Cari lettori,
finalmente la Cassazione arriva con una chiara ed estesa tutela rispetto alle azioni di accertamento spesso e volentieri non supportate da alcuna motivazione di fondo.
Molte persone che hanno venduto un immobile si sono spesso viste recapitare a distanza di quasi 5 anni un avviso di accertamento che riguarda l’atto di vendita posto in essere, i valori dichiarati nell’atto, e la relativa imposta di registro.
Oggi la Cassazione, si spera in modo definitivo, ha posto una soluzione in ordine alle rivalutazioni immobiliari compiute d’ufficio dall’Agenzia delle Entrate, imponendo agli Uffici di motivare adeguatamente il riclassamento dell’immobile dando in questo modo al contribuente la possibilità di capire in virtù di quale modificazione territoriale è necessario l’adeguamento.
Cassazione civile sezione tributaria sentenza 13 giugno 2012 n 9629
In tema di estimo catastale, quando procede all’attribuzione di ufficio di un nuovo classamento ad un’unità immobiliare a destinazione ordinaria, l’Agenzia del Territorio, a pena di nullità del provvedimento per difetto di motivazione, deve specificare se tale mutamento è dovuto a trasformazioni specifiche subite dall’unità immobiliare in questione, oppure ad una risistemazione dei parametri relativi alla microzona in cui si colloca l’unità immobiliare. L’Agenzia dovrà indicare, nel primo caso, le trasformazioni edilizie intervenute, e nel secondo caso l’atto con cui si è provveduto alla revisione dei parametri relativi alla microzona, a seguito di significativi e concreti miglioramenti del contesto urbano. Tali specificazioni e indicazioni, infatti, sono necessarie per rendere possibile al contribuente di conoscere il presupposto del riclassamento, di valutare l’opportunità di fare o meno acquiescenza al provvedimento e di approntare le proprie difese con piena cognizione di causa, nonché per impedire all’Amministrazione, nel quadro di un rapporto di leale collaborazione, di addurre in un eventuale successivo contenzioso ragioni diverse rispetto a quelle enunciate.

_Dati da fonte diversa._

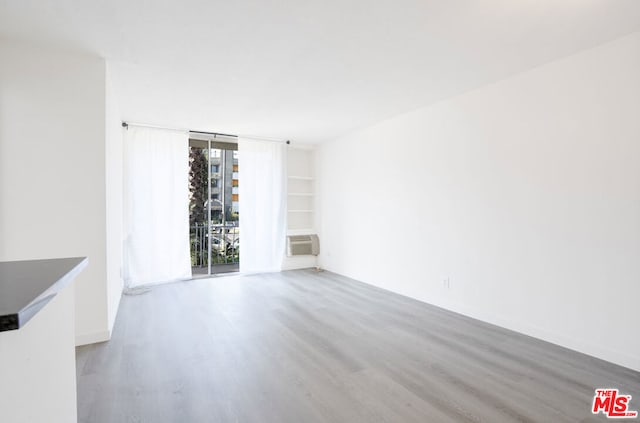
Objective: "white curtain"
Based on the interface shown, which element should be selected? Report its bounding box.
[124,126,191,288]
[238,138,286,273]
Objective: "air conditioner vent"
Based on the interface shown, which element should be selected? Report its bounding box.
[287,235,320,256]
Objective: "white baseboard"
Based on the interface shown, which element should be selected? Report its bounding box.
[76,330,111,347]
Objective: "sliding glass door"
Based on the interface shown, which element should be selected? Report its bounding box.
[189,137,240,277]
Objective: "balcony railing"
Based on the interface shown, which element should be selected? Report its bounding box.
[190,222,240,268]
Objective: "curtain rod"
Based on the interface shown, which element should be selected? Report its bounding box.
[122,121,291,144]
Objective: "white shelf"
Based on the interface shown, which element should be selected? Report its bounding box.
[287,228,315,235]
[287,176,314,181]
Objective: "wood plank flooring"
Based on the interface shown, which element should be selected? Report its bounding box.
[77,270,640,423]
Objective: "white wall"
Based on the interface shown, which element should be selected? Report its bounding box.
[318,33,640,370]
[105,65,124,332]
[0,280,77,423]
[0,40,120,344]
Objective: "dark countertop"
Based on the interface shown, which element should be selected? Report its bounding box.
[0,257,89,332]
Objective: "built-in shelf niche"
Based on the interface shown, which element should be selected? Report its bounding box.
[287,147,315,235]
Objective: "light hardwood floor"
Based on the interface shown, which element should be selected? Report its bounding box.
[77,270,640,423]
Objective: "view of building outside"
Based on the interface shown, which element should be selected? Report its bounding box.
[189,140,240,275]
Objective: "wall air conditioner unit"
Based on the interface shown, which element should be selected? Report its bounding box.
[287,235,320,256]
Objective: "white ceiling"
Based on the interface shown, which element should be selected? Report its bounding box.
[0,0,640,142]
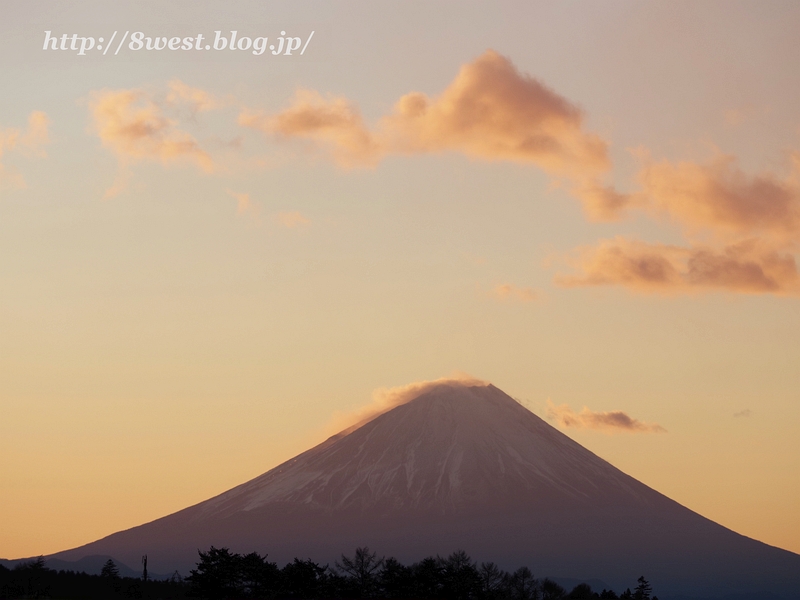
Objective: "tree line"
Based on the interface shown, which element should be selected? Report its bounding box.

Certo la nullità, che è la sanzione che la Corte ha inflitto all’accertamento posto in essere ha come conseguenza che tutti gli atti compiuti siano da considerarsi tam quam non esset, cioè come se non fossero mai esistiti. Troppo spesso però abbiamo necessità di impugnare non solo l’accertamento, ma anche la successiva cartella esattoriale, forse emessa per motivi di Bilancio, o forse per mero errore, ma in ogni caso abbiamo necessità di veder sancita la nostra legittima pretesa, con la conseguenza che dobbiamo necessariamente impugnare ogni atto innanzi la Commissione Tributaria competente al fine di vedere sancito in modo definitivo l’annullamento del debito tributario.
La verità, cari lettori, è che l’intero sistema fiscale e tributario, ivi inclusa la Carta dei Diritti del Contribuente, deve essere rivisto e rivalutato alla luce di un ordinamento che ormai fa acqua da tutte le parti.